There are numerous points that mainstream media pundits are passing over or missing in the latest economic report. Certainly, the major news outlets fail to mention manufactured housing (MH) at all when it comes to economic data and potential impact.
The Daily Business News will begin by setting the stage with some terminology.
The Department of Commerce’s (DoC) Bureau of Economic Analysis (BEA) tells the Daily Business News that “BEA produces some of the most closely watched economic statistics that influence decisions of government officials, business people, and individuals. These statistics provide a comprehensive, up-to-date picture of the U.S. economy. The data on this page are drawn from featured BEA economic accounts.”
“Gross domestic product is a monetary measure of the market value of all the final goods and services produced in a period of time,” explains Wikipedia.
Among the factors often glossed over is the drag caused by the windstorms and other disasters of 2017. It’s significant to note the growth in spite of hundreds of billions of dollars in losses caused by hurricanes and other natural disasters.
Best Quarterly Data from the BEA in Years
“Real gross domestic product increased at an annual rate of 4.1 percent in the second quarter of 2018 (table 1), according to the “advance” estimate released by the Bureau of Economic Analysis. In the first quarter, real GDP increased 2.2 percent (revised),” said the BEA to MHProNews.
“The increase in business investment reflected increases in structures, intellectual property products, and equipment. The increase in government spending reflected increases in federal national defense, and state and local government spending,” per the BEA.
Structures, of course, includes commercial and residential building. The later includes HUD Code manufactured homes, and both of those categories include modular construction too.
Income growth has also been steady, which is useful for incentifying home buying. But as some pundits have noted, even in a tight labor market, wage growth is still more modest than some would expect. Why?
One answer is technology, as there is a balance of economic pressure from automaton and robotics that could replace human labor. Amazon warehouses, and numerous retailers, are using more robotics, automation or self-checkout. Those work to depress wage growth.
But another is the downward pressure on pay that illegal immigration causes.

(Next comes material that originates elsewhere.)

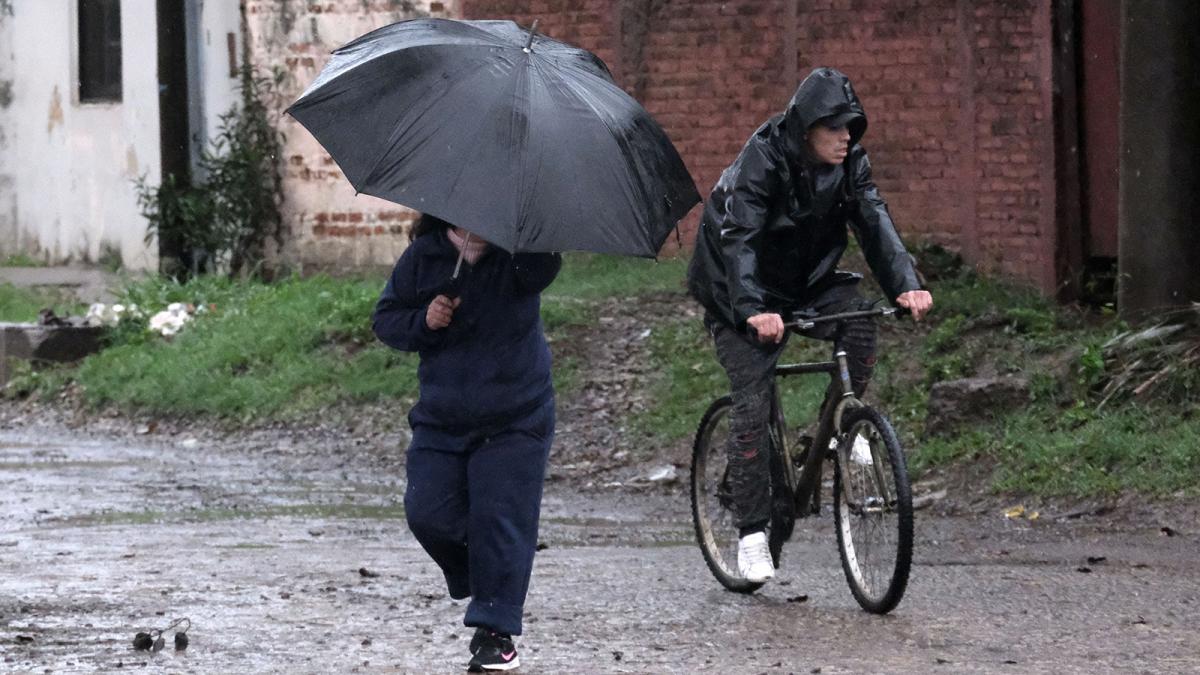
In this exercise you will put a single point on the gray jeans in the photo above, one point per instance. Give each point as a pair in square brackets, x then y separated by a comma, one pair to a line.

Notice that legal immigration can impose some downward pressure – depending on the field of activity, supply and demand – but legal immigrants are still subject to minimum wages.
By contrast, illegals may take jobs that undercut minimum wage laws.

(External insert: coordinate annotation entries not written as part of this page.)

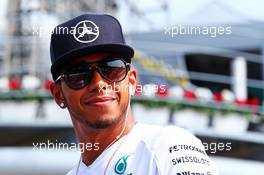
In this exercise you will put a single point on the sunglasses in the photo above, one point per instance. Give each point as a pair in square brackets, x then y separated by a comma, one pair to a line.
[79, 76]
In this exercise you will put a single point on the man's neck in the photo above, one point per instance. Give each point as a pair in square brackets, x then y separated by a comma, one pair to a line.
[101, 138]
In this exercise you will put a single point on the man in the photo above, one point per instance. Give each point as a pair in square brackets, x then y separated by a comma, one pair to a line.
[92, 79]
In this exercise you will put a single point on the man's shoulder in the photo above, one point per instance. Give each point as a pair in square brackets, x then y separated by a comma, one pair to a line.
[157, 136]
[72, 171]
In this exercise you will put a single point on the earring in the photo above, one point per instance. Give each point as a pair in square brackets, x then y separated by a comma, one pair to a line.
[131, 90]
[62, 105]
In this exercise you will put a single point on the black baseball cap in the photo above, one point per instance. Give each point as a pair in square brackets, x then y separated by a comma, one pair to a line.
[86, 34]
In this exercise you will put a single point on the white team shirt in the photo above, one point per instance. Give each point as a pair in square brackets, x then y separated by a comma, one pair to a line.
[152, 150]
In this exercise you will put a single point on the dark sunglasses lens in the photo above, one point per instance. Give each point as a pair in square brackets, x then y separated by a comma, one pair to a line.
[113, 71]
[78, 77]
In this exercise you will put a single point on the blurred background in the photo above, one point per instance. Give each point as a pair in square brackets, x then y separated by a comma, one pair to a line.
[200, 66]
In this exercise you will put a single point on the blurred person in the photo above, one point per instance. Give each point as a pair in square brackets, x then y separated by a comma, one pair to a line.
[94, 80]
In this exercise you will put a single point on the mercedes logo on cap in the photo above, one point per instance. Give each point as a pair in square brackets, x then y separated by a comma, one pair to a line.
[86, 31]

Competition from illegals who are often paid ‘under the table’ thus acts as a drag on overall wage growth. That’s not a political statement, that’s economic reality 101.
Manufactured Housing and the Economy
There’s an interesting new CNN article that we will analyze in a separate report, because it cites research previously spotlighted by MHProNews.

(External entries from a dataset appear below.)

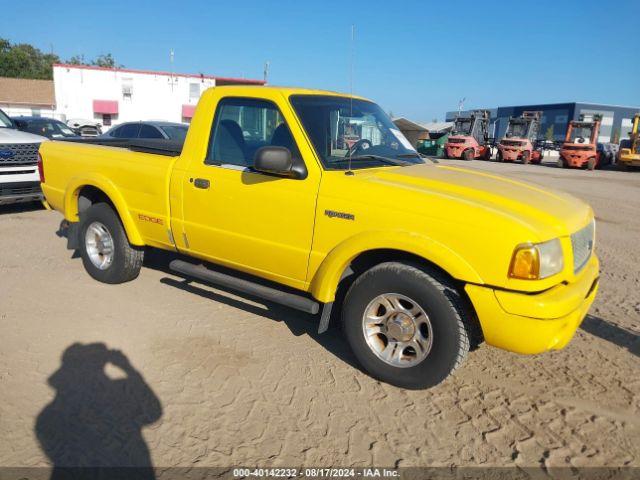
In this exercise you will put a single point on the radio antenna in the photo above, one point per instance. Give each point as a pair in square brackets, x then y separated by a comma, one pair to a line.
[353, 34]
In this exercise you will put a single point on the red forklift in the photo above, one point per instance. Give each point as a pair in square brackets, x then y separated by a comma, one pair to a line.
[520, 141]
[470, 137]
[580, 144]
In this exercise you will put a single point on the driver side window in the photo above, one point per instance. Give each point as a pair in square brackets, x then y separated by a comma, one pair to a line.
[241, 127]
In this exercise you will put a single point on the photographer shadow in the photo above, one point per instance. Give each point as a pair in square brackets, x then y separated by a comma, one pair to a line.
[93, 426]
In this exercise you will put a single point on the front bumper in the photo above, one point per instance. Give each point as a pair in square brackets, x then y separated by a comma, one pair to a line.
[534, 323]
[574, 159]
[20, 192]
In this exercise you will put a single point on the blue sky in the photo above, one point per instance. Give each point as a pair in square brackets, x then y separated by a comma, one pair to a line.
[416, 59]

What we will note for this report is the following. There is plenty of demand for new housing. A growing economy is good for new housing demand. So why is manufactured housing lagging?
The Daily Business News spotlighted the fact that new conventional housing sales have dragged recently. See that linked report, which can be referenced later for more details, below.
The manufactured home market has suffered for over a decade due to regulatory, placement, capital, and financing challenges. That must frankly be coupled with a widespread lack of understanding for the realities of modern manufactured homes, vs. the mobile homes of 42 plus years ago.
There are companies that more successfully address the perception issues on their local market level than their competitors do. Those who do so see sales grow.
Overall however, MHVillage and some state data point to warning signs, even though there is plenty of interest.
These facts point to image and public education needs that ideally are addressed at the local market level, because all sales are local.
The facts about manufactured homes have been available for decades. An example of overall positive third-party research is linked below.
But regulatory reforms and financing have been arguably hobbled. The new report below takes a fresh look at efforts on that front.
The economy and manufactured housing could both be growing more rapidly. The report linked below provides a snapshot of how that could be accomplished.
The National Low Income Housing Coalition (NLIHC) says in a new post that over 7 million new affordable housing units are needed.
The National Association of Realtors (NAR) Chief Economist Lawrence Yun has said there is a total of shortage of some 8.3 million housing units needed.
Those are the examples of why manufactured homes could be growing at a faster pace. Home building factories can arguably ramp up the training of labor faster, per sources, than many site builders can.
Next Step Solutions?
A successful independent has said that he supports another new post-production association, to address the needs. “…If retailers would bow up and tell the MHI manufacturers they want dues paid to a new association rather than MHI there will be change. I do believe the majors have weaponized regulation that further entrench their companies or widens and deepens their moat. Keep my name off it please but I’ll support the efforts if [there] is enough backbone out there,” said the quoting the message to MHProNews.
Two state associations came to a similar conclusion last year, and are in the process of launching a new communities focused association.
Will retailers and other independents involved in the post production sector do the same? MHARR said last year, they will support and encourage such an effort.
The economy is growing. The Washington Post made it clear that MHI did not intervene in the Pam Danner related issues at HUD.